Arquidiocese de Braga -

19 outubro 2023

11370 km e uma pedra no sapato

Fotografia Salama!

Pe. Jorge Vilaça

Pe. Jorge Vilaça, sacerdote

\n

1. O título traduz a distância física, por via terrestre, entre Braga e Santa Cecília de Ocua, Paróquia situada na Província de Cabo Delgado, Diocese de Pemba, Moçambique. Corria o ano de 2014, no dia 27 de outubro, quando a Diocese de Pemba estabeleceu um protocolo de cooperação missionária, por 10 anos, com a Diocese de Braga. O objetivo era claro: criar pontes entre as dioceses, enriquecendo-se mutuamente. Recordemos, como curiosidade, que o território da Diocese de Pemba é 29 vezes maior do que o da Diocese de Braga. Quer dizer que aquela Diocese – somente uma Diocese - corresponde à totalidade do território português.
Entretanto a Diocese de Braga assumiu o trabalho pastoral permanente da Paróquia de Santa Cecília de Ocua, territorialmente correspondente a 100km de extensão e a um não quantificável número de cristãos, organizados em 96 comunidades. Por lá têm permanecido estavelmente leigos e sacerdotes diocesanos.

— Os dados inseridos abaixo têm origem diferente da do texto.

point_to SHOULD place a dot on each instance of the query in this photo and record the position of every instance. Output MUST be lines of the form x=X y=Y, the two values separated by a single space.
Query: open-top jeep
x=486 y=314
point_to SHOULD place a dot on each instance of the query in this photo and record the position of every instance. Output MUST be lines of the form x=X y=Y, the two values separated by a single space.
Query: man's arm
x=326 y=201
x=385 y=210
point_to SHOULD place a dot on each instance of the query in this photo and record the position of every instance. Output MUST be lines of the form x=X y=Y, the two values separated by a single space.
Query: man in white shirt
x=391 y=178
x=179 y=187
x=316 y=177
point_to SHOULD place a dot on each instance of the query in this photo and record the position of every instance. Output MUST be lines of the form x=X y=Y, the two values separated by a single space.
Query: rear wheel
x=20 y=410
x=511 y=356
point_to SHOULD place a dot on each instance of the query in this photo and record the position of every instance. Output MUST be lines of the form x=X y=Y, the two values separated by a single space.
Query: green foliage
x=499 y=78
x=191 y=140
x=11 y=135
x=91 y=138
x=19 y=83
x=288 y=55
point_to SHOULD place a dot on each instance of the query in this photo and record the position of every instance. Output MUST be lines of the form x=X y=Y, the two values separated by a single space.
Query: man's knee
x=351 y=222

Mesmo no meio de um devastador conflito que assolou aquele território moçambicano – que ainda não terminou, que espalha um clima de medo e que já provocou 2 milhões de deslocados - os cristãos de Braga fazem-se presentes pela partilha de meios e pela presença evangélica de pessoas que oferecem um bom pedaço da vida à primeira evangelização. Mesmo atravessados por uma pandemia, o sinal profético da nossa presença não se apagou.

2. Quase 10 anos passados e tendo como pressuposto a renovação do acordo entre as dioceses – facto que está já em avançada construção - este é o meu breve balanço pessoal: valeu e vale a pena. É certo que seria fácil reduzir o acordo às novas construções levantadas, aos números dos euros enviados, aos números de bebés alimentados, aos números de meninas que puderam estudar, aos cursos de catequistas e de animadores de comunidades... Mas não seria por isso que, para mim, teria valido a pena. A Paróquia de Santa Cecília de Ocua têm sido uma pedra no sapato e, em alguns casos, uma pedra de tropeço para a Igreja que está em Braga. Porque nos obriga a olhar mais longe; porque nos espicaça na tentação do acomodamento; porque nos impele a mexer na ferida da responsabilidade evangelizadora; porque nos força a devolver aos pobres o que é deles por justiça.

3. Todos aqueles que fizeram a experiência concreta de Ocua sabem que ficou para sempre uma pedra no sapato na experiência de fé e na experiência das coisas práticas. Não se usa a água da mesma forma “depois de Ocua” nem se lê o Cristo da fé da mesma forma. Ainda não conseguimos criar na Diocese de Braga – como noutras dioceses pelo mundo – um espaço para que os missionários “metabolizem” Ocua. Regressar a “casa” depois de Ocua é como fazer 11370 km com uma pedra no sapato.

4. Neste mês que a Igreja chama das “missões”, sintamos Ocua como uma pedra no sapato. E, já agora, permitam-me o pedido: a Paróquia de Santa Cecília de Ocua precisa de um vasto conjunto de alfaias litúrgicas (cálices, píxides, galhetas...). Quando passamos pelas nossas Paróquias da Diocese de Braga sempre encontramos alfaias em duplicado, triplicado, quadruplicado. Que bom seria sentirmos que o que nos sobra falta a alguém. Do coração ardente aos pés que se mexem podem ir uns centímetros ou milhares de quilómetros.

Artigo publicado no Suplemento Igreja Viva de 19 de outubro de 2023.